# Seq2Seq encoder decoder

In [1]:
import gensim
import numpy as np
import pandas as pd
from tensorflow import keras
from sklearn.model_selection import train_test_split
from nltk.translate.meteor_score import single_meteor_score
from tensorflow.keras.preprocessing.text import Tokenizer
from tensorflow.keras.preprocessing.sequence import pad_sequences
from tensorflow.keras.layers import Input, LSTM, Dense, Embedding

2024-04-23 05:12:22.770053: I external/local_tsl/tsl/cuda/cudart_stub.cc:31] Could not find cuda drivers on your machine, GPU will not be used.
2024-04-23 05:12:22.819946: E external/local_xla/xla/stream_executor/cuda/cuda_dnn.cc:9261] Unable to register cuDNN factory: Attempting to register factory for plugin cuDNN when one has already been registered
2024-04-23 05:12:22.819986: E external/local_xla/xla/stream_executor/cuda/cuda_fft.cc:607] Unable to register cuFFT factory: Attempting to register factory for plugin cuFFT when one has already been registered
2024-04-23 05:12:22.822142: E external/local_xla/xla/stream_executor/cuda/cuda_blas.cc:1515] Unable to register cuBLAS factory: Attempting to register factory for plugin cuBLAS when one has already been registered
2024-04-23 05:12:22.829420: I external/local_tsl/tsl/cuda/cudart_stub.cc:31] Could not find cuda drivers on your machine, GPU will not be used.
2024-04-23 05:12:22.830226: I tensorflow/core/platform/cpu_feature_guard.cc:1

In [2]:
def one_hot_encode_sequences(sequences, vocabulary_size):
    """
    One-hot encode a list of sequences.

    Args:
    sequences (list of lists): List of sequences, where each sequence is a list of integers representing tokens.
    vocabulary_size (int): Size of the vocabulary.

    Returns:
    list of numpy arrays: List of one-hot encoded matrices.
    """
    one_hot_matrices = []
    for sequence in sequences:
        one_hot_matrix = np.zeros((len(sequence), vocabulary_size), dtype=np.int32)
        for i, token_id in enumerate(sequence):
            one_hot_matrix[i, token_id] = 1
        one_hot_matrices.append(one_hot_matrix)
    return np.array(one_hot_matrices)

In [14]:
# Load the dataset
df = pd.read_csv('translation_train.csv')
arabic_texts = df['Arabic'].values
english_texts = df['English'].values
english_texts = ['<BOS> '+s+' <EOS>' for s in english_texts]
decoder_output_size = 1000

# Tokenize the text
ar_tokenizer = Tokenizer()
ar_tokenizer.fit_on_texts(arabic_texts)
en_tokenizer = Tokenizer(num_words=decoder_output_size)
en_tokenizer.fit_on_texts(english_texts)
arabic_sequences = ar_tokenizer.texts_to_sequences(arabic_texts)
english_sequences = en_tokenizer.texts_to_sequences(english_texts)
indicies = [i for i in range(len(arabic_sequences))  if len(arabic_sequences[i])<40 & len(english_sequences[i])<38]
# Pad the sequences
max_sequence_length = 40#max(max(len(seq) for seq in arabic_sequences), max(len(seq) for seq in english_sequences))
arabic_sequences = pad_sequences([arabic_sequences[i] for i in indicies], maxlen=max_sequence_length, padding='post')
english_sequences = pad_sequences([english_sequences[i] for i in indicies], maxlen=max_sequence_length, padding='post')

decoder_input_data = []
decoder_target_data = []
for i in range(english_sequences.shape[0]):
    decoder_input_data.append(english_sequences[i][:-1].tolist())
    decoder_target_data.append(english_sequences[i][1:].tolist())

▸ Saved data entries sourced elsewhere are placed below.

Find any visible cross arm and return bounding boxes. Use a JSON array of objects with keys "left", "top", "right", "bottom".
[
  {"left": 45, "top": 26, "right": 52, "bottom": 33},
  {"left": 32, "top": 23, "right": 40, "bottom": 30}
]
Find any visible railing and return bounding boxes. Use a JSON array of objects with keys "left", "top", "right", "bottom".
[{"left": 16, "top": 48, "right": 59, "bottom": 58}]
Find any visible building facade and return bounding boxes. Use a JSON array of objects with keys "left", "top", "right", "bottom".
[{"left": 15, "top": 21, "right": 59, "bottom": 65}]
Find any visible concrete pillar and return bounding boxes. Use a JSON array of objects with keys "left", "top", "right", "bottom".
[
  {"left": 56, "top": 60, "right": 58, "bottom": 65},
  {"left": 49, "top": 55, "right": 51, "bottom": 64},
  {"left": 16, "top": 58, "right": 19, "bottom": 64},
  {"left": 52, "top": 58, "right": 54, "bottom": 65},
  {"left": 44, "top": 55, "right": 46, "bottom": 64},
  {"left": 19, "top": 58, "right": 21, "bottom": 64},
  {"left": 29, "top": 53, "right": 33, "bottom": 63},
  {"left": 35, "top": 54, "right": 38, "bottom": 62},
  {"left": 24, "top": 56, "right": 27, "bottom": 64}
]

encoder_input_data = arabic_sequences
decoder_input_data = np.array(decoder_input_data)
decoder_target_data = one_hot_encode_sequences(decoder_target_data,decoder_output_size)
# Split the data
arabic_train, arabic_val, english_train, english_val, decoder_input_train, decoder_input_val, decoder_target_train, decoder_target_val = train_test_split(arabic_sequences, english_sequences, decoder_input_data, decoder_target_data, test_size=0.2)

In [15]:
# Load the ArbEngVec model
arbengvec_model_path = 'randshuffle_5window_skipgram_300size.model'
arbengvec_model = gensim.models.KeyedVectors.load(arbengvec_model_path).wv

# Define the vocabulary size and embedding dimension
vocab_size = len(arbengvec_model.key_to_index) + 1  # Plus 1 for the padding token
embedding_dim = arbengvec_model.vector_size

# Create the embedding matrix
embedding_matrix = np.zeros((vocab_size, embedding_dim))
for word, i in arbengvec_model.key_to_index.items():
    embedding_vector = arbengvec_model[word]
    if embedding_vector is not None:
        embedding_matrix[i] = embedding_vector

# Create the embedding layer
embedding_layer = Embedding(input_dim=vocab_size,
                            output_dim=embedding_dim,
                            weights=[embedding_matrix],
                            trainable=False)  # Set trainable to False to keep the embeddings fixed

In [16]:
# Define an input sequence and process it.
encoder_inputs = Input(shape=(max_sequence_length,))
x = embedding_layer(encoder_inputs)
x, state_h, state_c = LSTM(embedding_dim,
                           return_state=True)(x)
encoder_states = [state_h, state_c]

# Set up the decoder, using `encoder_states` as initial state.
decoder_inputs = Input(shape=(max_sequence_length-1,))
x = embedding_layer(decoder_inputs)
decoder_lstm = LSTM(300, return_sequences=True, return_state=True)
x,_,_ = decoder_lstm(x, initial_state=encoder_states)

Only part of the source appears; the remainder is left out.